Honda operates two large warehouses near Swindon on an old Spitfire site in the south – west of England. This is Honda’s global production centre for 5 door Civics and its only car factory in Europe. The plant aims to keep the Civic production maintained for a maximum of 36 hours therefore stock moves in and out quickly to maintain a fast pace production line. Currently, the company operates on a ‘just in time’ process whereby 2m components circulate into the factory line each day. With orders arriving within 75 minutes to 24 hours, no time is wasted before products are sent to assembly lines.

As a result of Brexit, Honda fears that border checks will lead to the build-up of stock so high, the warehouses will not be able to cope. The waiting game leading up to Britain’s exit from the EU comes with confusion and uncertainty for Honda.  This disconcerting fact faces other manufactures such as BMW and Nissan. Jacob Rees – Mogg, the pro-Brexit Conservative MP, says: “The real issue is whether the UK remains an efficient base to manufacture-cost competitive and value for money for customers.”

In addition, based on trading with the US Honda estimates UK export clearance, usually a 5 to 24 hour order to destination journey within the EU, will take an additional 24 hours on top of this.

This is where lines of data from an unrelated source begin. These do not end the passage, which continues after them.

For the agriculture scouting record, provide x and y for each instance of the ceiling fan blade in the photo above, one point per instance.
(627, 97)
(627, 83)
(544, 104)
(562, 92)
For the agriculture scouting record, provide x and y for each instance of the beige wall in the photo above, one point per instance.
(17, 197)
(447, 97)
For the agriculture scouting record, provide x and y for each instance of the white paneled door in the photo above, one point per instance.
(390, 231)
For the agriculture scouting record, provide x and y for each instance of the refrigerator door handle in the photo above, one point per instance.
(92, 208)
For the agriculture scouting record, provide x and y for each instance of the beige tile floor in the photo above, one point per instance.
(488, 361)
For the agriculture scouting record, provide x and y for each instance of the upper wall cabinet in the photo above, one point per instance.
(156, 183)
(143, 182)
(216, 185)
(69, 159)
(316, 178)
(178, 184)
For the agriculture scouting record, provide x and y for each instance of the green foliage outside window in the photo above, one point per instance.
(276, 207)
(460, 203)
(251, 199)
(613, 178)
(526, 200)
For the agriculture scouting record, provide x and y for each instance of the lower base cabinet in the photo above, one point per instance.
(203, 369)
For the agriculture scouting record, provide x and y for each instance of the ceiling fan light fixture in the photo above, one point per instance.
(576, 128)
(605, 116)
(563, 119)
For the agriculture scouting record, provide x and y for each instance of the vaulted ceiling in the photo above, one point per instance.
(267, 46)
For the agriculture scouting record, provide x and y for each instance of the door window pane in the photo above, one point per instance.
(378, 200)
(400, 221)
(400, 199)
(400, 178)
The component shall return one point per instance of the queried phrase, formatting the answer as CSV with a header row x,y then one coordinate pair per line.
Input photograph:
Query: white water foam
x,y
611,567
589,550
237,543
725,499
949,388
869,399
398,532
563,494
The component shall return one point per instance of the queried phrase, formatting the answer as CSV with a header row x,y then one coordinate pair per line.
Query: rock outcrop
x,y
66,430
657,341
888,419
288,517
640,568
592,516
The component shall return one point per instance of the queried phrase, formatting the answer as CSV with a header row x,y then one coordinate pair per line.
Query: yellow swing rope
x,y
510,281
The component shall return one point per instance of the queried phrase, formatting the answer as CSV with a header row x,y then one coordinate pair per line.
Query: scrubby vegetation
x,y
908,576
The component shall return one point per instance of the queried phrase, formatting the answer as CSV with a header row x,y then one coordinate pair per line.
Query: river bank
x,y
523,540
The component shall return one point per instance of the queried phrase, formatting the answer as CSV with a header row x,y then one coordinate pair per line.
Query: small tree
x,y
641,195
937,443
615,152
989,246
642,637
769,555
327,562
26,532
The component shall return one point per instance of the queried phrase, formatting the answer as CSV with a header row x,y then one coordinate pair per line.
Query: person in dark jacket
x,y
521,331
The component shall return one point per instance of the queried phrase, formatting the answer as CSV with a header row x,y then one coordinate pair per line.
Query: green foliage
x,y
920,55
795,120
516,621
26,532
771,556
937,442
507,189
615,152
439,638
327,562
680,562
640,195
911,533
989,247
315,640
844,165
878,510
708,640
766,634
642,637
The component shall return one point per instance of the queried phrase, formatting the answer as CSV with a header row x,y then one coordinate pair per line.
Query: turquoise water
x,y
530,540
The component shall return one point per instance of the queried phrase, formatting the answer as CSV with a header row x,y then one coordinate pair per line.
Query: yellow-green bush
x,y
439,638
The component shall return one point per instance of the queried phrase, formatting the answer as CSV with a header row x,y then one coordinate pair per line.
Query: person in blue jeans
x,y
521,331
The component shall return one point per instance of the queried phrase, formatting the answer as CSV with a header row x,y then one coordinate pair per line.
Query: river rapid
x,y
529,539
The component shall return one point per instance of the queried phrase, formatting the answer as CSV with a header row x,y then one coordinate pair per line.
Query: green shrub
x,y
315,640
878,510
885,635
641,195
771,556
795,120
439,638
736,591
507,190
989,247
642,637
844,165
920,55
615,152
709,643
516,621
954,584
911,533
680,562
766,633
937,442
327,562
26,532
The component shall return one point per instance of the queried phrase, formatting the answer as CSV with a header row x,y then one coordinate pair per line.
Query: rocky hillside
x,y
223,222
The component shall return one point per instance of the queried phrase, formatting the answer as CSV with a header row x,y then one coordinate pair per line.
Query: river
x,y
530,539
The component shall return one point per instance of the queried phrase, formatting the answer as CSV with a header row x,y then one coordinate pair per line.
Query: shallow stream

The main delays are likely to come from the transition from land to sea. 75% of Honda components are currently transported through the Eurotunnel, however with the 60,000 estimated number of extra customs declarations needed in the event of a hard Brexit, the volume of deliveries will cause a bottleneck and major delays that the channel tunnel will struggle to recover quickly from. Therefore Honda’s prediction is that sea routes may have to be used with larger deliveries arriving more irregularly and adding 3 to 6 days onto arrivals. This again would put strain on UK ports and the production of UK plants needs to be seriously evaluated over the coming months. HM Revenue and customs says the increased number of customs declarations, requiring a new IT system and additional staff would cost Honda £2.1m a year in form filling alone putting additional strain on Honda.

Other manufactures will also be hindered by increased customs checks. After speaking to its network of 1,600 suppliers in Europe that sell to the UK plants, BMW found only half were prepared for customs checks. Problems also stemmed from its UK suppliers. Only a third had customs procedures in place whilst others were paying exceptionally high charges per load. As a result, those suppliers not prepared for Brexit need to be taught the basics of customs – resulting in more time and resources being used.

Mr Rees – Mogg however believes the use of sea travel is nothing to be concerned about: “Just look at what goes through Southampton regularly. Most goods are cleared within seconds, only 6 per cent of good take more than a minute to clear.” He believes that through leaving the bureaucracy of the EU, importation can become a more streamlined process. The plans for the next civic model will be reviewed by Honda in 2021. The potential to source more products from within the UK would be advantageous as a result of Brexit however this is a plan that would take years to implement.

Mr Ian Howells, senior vice president of Honda states: “With Brexit we just can’t react. We can scenario, we can contingently plan, but we can’t then react because we don’t know.”